Face à l’augmentation prévisible des risques – qu’il s’agisse de nouvelles pandémies, de tremblements de terre, d’inondations et de tempêtes, de terrorisme, de conflits armés et de guerres, ou encore d’accidents technologiques – les entreprises et les États doivent aujourd’hui se poser la question fondamentale de savoir où et comment investir dans des chaînes d’approvisionnement plus robustes.

L’économiste Daron Acemoglu du Massachusetts Institute of Technology (MIT) avait déjà prédit en 2012 que les problèmes dans les chaînes d’approvisionnement mondiales auraient des conséquences importantes. Mais aujourd’hui, la question se pose d’un point de vue pratique: que faire en cas de non-livraison? En principe, il y a trois possibilités: l’élargissement des chaînes d’approvisionnement, le stockage ou l’autoproduction.

Essayer de s’appuyer sur plusieurs fournisseurs est plus facile à dire qu’à faire.
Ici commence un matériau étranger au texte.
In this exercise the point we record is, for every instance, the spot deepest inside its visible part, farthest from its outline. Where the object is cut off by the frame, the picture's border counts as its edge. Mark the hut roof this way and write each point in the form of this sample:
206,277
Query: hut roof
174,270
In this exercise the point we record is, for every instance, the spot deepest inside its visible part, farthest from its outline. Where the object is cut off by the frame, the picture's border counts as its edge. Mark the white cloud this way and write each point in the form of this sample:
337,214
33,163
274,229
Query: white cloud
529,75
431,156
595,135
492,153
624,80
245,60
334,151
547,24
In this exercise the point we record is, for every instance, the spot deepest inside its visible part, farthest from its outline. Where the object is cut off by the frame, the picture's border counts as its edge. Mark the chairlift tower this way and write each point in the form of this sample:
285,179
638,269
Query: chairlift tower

Les entreprises sont souvent tributaires de sous-produits hautement spécialisés qu’elles développent en étroite collaboration avec leurs sous-traitants. Il n’est pas facile de dupliquer ou de tripler ces investissements. En outre, la spécialisation a souvent donné lieu à la formation de grappes, de sorte que même différents fournisseurs proviennent de la même région. Par conséquent, le risque global de défaillance subsisterait.

L’entreposage semble de prime abord être la solution la plus simple, même si elle n’est pas bon marché. Ce qui est plus important, c’est qu’il est difficile d’estimer les quantités qui doivent être conservées. En effet, une pandémie n’est pas nécessairement suivie d’une autre pandémie; les pénuries d’approvisionnement peuvent apparaître ailleurs. En outre, de nombreux produits – même des masques médicaux, comme nous l’avons appris – ont une date de péremption.
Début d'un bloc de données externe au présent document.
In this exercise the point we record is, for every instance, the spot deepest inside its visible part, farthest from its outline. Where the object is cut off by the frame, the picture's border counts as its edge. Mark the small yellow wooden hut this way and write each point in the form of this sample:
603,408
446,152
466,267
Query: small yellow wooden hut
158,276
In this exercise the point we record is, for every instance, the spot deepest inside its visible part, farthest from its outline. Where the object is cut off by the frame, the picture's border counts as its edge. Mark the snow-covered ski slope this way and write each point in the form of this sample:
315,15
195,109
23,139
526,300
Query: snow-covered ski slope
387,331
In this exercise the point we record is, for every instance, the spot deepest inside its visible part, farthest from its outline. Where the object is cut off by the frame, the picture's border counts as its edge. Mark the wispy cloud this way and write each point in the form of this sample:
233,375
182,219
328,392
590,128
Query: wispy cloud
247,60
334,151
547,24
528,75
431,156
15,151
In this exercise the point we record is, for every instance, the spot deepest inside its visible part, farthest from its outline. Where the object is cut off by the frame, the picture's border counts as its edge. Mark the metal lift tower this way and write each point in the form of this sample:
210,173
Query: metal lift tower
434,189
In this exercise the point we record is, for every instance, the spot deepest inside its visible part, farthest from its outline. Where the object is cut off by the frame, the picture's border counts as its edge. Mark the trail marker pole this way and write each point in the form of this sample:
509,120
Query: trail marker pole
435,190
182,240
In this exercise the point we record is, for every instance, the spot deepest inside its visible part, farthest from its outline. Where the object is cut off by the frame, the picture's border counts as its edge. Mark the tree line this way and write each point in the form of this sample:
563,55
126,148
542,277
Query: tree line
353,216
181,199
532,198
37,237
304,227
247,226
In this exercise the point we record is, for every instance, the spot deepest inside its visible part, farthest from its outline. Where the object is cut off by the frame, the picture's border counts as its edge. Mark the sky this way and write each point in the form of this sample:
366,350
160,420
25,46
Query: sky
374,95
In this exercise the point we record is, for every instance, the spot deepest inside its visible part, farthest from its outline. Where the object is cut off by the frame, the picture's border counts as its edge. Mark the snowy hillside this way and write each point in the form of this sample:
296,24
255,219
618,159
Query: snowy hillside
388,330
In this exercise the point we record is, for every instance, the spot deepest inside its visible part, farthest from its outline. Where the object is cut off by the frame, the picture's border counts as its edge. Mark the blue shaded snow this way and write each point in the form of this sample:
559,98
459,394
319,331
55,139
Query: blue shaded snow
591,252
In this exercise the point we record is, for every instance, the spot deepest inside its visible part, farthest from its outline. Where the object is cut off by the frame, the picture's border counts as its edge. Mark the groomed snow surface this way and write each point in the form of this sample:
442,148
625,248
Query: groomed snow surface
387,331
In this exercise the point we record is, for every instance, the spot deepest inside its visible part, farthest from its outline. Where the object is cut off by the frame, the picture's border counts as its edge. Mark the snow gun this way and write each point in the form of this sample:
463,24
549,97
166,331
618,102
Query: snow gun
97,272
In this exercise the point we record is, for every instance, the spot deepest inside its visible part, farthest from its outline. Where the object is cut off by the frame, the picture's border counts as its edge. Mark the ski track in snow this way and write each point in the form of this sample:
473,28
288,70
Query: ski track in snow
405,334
L’autoproduction reste la troisième possibilité. Cette rétrogradation des productions industrielles est possible notamment grâce à l’utilisation de la robotique et est déjà en cours sous le nom d’Industrie 4.0. Les coûts sont énormes, mais ils sont payants: la production devient plus efficace et des emplois locaux, principalement hautement qualifiés, sont créés.

L’un ou l’autre pays se pose dès lors la question de savoir s’il convient de soutenir ce «re-shoring» par l’État. Par exemple, Bosch a récemment ouvert une usine de semi-conducteurs ultramoderne à Dresde, cofinancée par l’UE.

Identifier les risques à temps

Le président des États-Unis, M. Biden, a mis en place une task-force chargée de résoudre les problèmes liés à la chaîne d’approvisionnement aux États-Unis. Cependant, l’administration Obama avait déjà adopté une stratégie pour mieux se prémunir contre ces problèmes. Les mesures ont consisté à intégrer tous les efforts au sein de l’administration, depuis la collecte et l’analyse des données jusqu’aux efforts diplomatiques et économiques internationaux, afin de mieux comprendre le système et d’identifier les risques en temps utile.

L’État a-t-il besoin de surmonter la résilience des entreprises face aux goulets d’étranglement dans les chaînes d’approvisionnement mondiales ? Une connaissance approfondie des contextes est certainement précieuse, de même qu’une coopération mondiale ou, du moins, régionale. Toutefois, des mesures d’incitation trop importantes risquent d’être inefficaces. En effet, ce sont précisément les coûts que les entreprises ont économisés jusqu’à présent et qui ont rendu le système mondial de la chaîne d’approvisionnement si efficace.

En outre, le commerce mondial risque d’en pâtir, ce qui ralentira la croissance mondiale et, avec elle, le processus d’alignement des niveaux de vie, si important pour les pays en développement et les pays émergents, au détriment de tous. Mais il est clair que Covid transforme durablement l’économie mondiale et que les entreprises et les États doivent s’y adapter.